Morse's final radio performance, Rogues and Vagabonds – A Theatrical Scrapbook, aired on internet radio KSAV on 7 August and 9 August 2007, prior to being released on compact disc. The hour-long special audio drama comprised a half-dozen vignettes and performances culled from theatrical history, including Shakespeare and Shaw.

British stage
Morse was a member of repertory theatre companies in Peterborough, Nottingham, and other cities, where he gained experience as an actor while playing more than 200 roles. In 1941, he joined the national tour of The First Mrs. Fraser starring Dame Marie Tempest and A.E. Matthews. He debuted on the London West End stage in The School for Slavery. Other West End productions included Escort, The Assassin, and A Bullet in the Ballet. He was directed by John Gielgud in Crisis in Heaven. Morse developed a theatrical partnership with actress Nova Pilbeam, and they worked together both in film and on stage, most notably in the hit stage productions of The Voice of the Turtle and Flowers for the Living.

Film
Morse made his film debut in the 1942 comedy The Goose Steps Out starring Will Hay and continued with roles in Thunder Rock, When We Are Married, and This Man Is Mine (released as A Soldier for Christmas in North America) with Glynis Johns and Nova Pilbeam. Other notable films include Kings of the Sun with Yul Brynner, Justine, and Puzzle of a Downfall Child with Faye Dunaway. He also appeared in the thrillers Asylum (1972) with Peter Cushing, Funeral Home with Kay Hawtrey and Lesleh Donaldson (1980), and The Changeling with George C. Scott (1980). He worked on several Lacewood animated productions, notably as the voice of Dragon in The Railway Dragon, alongside Tracey Moore, who played Emily. In 1999, he filmed the dramatic comedy Taxman with Billy Zane, released as Promise Her Anything and on DVD as Nothing to Declare. His final film appearance was in I Really Hate My Job, released in 2007.

Later stage work
Morse performed on Broadway in Hide and Seek, Salad Days, and the lead of Frederick Rolfe in Hadrian the Seventh, which he also played in Australia, co-starring with Frank Thring.
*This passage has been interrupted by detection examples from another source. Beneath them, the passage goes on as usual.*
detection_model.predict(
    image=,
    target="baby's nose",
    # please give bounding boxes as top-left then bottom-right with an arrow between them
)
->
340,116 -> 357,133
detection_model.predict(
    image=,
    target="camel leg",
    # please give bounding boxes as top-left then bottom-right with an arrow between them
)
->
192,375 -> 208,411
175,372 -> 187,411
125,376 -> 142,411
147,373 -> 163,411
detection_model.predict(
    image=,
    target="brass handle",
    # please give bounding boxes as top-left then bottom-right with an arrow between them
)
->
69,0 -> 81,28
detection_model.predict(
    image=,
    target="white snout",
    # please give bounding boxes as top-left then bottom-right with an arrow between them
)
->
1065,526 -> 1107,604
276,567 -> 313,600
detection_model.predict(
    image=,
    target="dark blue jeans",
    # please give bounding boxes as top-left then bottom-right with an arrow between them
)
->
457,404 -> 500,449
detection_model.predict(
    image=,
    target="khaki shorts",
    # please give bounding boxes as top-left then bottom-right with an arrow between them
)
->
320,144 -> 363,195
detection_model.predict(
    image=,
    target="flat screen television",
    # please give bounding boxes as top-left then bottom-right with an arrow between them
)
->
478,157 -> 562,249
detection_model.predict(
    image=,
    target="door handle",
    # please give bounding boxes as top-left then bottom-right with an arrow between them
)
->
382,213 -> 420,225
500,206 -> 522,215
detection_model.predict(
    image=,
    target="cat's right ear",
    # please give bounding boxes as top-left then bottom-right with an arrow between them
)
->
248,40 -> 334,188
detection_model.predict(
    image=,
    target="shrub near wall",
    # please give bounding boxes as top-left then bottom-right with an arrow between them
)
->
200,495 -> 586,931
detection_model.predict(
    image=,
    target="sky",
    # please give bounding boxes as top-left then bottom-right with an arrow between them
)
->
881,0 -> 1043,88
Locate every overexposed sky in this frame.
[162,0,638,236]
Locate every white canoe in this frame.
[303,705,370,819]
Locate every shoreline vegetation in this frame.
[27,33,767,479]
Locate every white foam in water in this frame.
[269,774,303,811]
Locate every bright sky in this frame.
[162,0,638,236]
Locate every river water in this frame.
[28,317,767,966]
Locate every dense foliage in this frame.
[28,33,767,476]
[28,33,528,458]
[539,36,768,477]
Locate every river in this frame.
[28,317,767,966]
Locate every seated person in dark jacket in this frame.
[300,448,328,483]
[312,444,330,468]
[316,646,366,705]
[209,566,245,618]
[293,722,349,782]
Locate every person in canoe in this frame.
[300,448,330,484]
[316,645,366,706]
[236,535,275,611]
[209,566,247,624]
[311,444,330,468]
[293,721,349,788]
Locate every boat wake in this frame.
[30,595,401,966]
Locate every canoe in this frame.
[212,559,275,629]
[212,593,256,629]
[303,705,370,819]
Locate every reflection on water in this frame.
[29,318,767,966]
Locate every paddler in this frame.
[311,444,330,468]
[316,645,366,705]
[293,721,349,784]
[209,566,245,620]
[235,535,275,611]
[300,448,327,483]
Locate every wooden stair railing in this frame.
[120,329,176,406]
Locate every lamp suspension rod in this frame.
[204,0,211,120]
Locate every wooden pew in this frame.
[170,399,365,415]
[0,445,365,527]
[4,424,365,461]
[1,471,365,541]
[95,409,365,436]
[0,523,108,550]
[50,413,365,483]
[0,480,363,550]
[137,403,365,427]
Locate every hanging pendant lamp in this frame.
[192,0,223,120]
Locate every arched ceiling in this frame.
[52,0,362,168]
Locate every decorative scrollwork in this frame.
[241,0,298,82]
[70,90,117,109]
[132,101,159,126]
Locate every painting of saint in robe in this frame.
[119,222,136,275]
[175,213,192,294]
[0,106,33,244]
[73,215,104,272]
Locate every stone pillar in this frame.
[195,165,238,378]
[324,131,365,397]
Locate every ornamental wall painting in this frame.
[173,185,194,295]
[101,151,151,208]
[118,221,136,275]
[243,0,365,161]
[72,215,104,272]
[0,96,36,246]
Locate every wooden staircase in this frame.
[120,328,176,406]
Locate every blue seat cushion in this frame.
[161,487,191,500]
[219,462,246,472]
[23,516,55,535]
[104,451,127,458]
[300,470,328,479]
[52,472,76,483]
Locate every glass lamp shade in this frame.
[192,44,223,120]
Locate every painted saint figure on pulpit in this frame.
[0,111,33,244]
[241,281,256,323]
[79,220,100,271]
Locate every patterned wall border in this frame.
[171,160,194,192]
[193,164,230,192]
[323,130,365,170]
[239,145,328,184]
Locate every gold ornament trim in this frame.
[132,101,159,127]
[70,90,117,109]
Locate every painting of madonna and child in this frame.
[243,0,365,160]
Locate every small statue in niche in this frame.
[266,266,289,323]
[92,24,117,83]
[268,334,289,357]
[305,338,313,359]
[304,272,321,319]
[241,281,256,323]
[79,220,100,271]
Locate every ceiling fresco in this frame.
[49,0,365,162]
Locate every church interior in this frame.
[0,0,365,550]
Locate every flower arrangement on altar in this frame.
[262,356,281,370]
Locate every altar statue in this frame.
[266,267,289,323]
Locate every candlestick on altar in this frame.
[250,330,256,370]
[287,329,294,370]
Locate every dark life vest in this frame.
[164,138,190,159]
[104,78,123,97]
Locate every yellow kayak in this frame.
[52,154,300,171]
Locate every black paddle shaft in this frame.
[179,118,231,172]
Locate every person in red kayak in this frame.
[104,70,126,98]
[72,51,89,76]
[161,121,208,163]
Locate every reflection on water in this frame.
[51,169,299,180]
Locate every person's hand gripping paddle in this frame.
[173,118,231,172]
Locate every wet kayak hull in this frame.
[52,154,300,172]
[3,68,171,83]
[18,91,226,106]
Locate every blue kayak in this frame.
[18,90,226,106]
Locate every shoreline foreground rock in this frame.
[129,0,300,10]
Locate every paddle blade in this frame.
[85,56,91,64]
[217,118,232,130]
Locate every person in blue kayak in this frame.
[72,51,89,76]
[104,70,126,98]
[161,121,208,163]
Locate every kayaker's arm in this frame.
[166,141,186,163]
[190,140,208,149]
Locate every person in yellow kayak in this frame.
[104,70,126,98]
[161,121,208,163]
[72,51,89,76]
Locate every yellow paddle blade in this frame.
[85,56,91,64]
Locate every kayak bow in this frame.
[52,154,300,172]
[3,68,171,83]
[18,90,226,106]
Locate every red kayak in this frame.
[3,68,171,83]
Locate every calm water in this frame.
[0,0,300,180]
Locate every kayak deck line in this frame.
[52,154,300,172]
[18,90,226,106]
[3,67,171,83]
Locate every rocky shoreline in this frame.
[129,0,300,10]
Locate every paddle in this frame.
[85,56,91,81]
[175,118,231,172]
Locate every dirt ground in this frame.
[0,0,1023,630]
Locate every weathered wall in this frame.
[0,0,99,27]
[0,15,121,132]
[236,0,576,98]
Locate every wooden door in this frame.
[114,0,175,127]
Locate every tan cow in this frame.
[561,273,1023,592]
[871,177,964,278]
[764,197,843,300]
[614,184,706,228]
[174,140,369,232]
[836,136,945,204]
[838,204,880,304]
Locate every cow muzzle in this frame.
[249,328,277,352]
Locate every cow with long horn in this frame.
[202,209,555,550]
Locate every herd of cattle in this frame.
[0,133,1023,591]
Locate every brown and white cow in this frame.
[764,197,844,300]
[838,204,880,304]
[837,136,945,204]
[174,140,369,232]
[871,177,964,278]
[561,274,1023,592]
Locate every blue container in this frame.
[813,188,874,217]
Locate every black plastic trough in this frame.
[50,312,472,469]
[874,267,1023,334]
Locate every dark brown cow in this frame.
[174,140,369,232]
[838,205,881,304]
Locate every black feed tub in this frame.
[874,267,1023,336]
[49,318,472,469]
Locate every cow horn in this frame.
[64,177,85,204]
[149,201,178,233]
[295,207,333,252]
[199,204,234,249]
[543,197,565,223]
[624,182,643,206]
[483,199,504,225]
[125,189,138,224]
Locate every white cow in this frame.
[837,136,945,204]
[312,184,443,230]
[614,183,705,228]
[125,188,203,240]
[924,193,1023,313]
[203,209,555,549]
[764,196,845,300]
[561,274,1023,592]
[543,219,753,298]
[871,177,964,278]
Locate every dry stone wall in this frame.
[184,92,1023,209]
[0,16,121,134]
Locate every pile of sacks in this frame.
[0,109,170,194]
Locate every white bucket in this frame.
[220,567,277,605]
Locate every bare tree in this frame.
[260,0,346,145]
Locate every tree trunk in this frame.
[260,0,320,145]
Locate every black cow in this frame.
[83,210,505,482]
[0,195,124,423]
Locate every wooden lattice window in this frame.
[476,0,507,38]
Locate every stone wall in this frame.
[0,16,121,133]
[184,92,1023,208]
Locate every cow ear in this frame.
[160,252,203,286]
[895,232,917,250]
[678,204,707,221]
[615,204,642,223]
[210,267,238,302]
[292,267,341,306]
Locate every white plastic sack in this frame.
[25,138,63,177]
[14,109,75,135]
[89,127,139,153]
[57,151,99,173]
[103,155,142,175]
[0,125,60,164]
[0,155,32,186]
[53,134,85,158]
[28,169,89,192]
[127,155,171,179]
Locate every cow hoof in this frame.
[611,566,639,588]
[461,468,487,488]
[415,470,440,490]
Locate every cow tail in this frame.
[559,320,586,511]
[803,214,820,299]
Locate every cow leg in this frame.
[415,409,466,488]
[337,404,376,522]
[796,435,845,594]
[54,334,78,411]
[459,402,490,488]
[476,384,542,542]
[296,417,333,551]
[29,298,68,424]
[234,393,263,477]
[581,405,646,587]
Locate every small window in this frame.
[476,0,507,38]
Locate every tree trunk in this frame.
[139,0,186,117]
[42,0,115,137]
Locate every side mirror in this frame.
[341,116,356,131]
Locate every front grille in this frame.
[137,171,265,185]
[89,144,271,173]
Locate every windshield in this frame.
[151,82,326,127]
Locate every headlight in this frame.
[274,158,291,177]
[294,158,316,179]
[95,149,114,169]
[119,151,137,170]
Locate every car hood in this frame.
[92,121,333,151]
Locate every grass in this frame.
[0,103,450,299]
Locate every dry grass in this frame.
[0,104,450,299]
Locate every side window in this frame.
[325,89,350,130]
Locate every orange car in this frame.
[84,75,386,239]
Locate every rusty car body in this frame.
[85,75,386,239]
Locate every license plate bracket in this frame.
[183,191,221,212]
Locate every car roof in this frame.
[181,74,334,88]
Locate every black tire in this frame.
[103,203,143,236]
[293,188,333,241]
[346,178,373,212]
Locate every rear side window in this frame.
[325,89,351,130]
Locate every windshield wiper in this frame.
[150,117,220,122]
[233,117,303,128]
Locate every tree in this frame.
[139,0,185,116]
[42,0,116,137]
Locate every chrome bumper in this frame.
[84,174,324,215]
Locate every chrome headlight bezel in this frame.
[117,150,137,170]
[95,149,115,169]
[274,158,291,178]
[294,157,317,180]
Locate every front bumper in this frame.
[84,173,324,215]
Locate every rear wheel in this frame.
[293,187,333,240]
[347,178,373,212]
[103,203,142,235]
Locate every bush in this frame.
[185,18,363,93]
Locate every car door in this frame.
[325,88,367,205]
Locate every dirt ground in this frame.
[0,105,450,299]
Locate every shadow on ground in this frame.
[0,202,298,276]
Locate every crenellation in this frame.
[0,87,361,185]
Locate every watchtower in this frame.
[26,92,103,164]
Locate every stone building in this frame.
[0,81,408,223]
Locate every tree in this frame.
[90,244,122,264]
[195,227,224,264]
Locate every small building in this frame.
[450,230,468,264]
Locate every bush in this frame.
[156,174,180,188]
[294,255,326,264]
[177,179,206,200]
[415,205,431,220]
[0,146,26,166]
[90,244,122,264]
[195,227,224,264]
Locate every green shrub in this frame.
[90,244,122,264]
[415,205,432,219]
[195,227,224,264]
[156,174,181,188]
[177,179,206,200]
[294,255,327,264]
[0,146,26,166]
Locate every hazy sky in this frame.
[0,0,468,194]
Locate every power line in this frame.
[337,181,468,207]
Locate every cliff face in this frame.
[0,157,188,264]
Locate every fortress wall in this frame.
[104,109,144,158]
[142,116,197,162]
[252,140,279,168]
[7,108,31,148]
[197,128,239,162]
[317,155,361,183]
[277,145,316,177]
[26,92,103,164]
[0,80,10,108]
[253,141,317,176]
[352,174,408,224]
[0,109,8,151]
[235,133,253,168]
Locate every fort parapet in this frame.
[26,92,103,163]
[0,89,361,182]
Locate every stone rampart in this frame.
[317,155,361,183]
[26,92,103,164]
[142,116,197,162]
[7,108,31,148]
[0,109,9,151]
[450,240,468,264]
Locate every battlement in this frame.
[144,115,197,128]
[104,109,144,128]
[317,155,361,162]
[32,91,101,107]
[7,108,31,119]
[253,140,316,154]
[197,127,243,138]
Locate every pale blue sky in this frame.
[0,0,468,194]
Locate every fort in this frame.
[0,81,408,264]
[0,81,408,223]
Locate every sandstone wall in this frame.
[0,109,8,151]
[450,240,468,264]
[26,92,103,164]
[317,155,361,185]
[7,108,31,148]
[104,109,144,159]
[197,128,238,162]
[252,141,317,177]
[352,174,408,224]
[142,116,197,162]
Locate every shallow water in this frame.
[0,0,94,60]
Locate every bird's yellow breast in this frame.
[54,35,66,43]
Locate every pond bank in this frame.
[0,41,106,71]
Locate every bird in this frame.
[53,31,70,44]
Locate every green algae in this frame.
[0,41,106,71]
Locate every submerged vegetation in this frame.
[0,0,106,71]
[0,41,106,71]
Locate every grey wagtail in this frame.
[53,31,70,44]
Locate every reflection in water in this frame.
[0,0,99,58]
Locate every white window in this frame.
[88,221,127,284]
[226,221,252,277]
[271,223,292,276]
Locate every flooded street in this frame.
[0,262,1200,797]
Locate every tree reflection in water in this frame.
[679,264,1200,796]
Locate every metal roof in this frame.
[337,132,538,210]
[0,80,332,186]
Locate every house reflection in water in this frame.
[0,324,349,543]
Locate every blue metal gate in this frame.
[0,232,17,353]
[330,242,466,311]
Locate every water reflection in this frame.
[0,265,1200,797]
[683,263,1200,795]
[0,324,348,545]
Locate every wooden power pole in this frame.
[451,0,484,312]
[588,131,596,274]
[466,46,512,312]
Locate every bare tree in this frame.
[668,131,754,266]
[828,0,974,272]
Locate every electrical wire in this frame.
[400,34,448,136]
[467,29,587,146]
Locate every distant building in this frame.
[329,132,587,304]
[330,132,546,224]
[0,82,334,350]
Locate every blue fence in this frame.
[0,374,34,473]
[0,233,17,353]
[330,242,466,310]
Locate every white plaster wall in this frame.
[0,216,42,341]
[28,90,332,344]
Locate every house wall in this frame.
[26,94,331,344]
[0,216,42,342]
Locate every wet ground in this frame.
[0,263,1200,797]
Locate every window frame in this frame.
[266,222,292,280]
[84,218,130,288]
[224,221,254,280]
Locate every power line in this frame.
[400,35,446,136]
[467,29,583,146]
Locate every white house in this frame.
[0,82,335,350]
He directed the Broadway debut of Staircase starring Eli Wallach and Milo O'Shea, seen at the time as a groundbreaking depiction of gay male life. He also starred in the U.S. national tour of Harold Pinter's The Caretaker as Davies.

He first presented a version of his one-man show Merely Players in 1959, which explored the experiences of actors through history, with the definitive version of the show debuting in 1984 for a Canadian national tour. 
Morse served as artistic director of the Shaw Festival of Canada for the 1966 season and as an adjunct professor at Yale Drama School in 1968.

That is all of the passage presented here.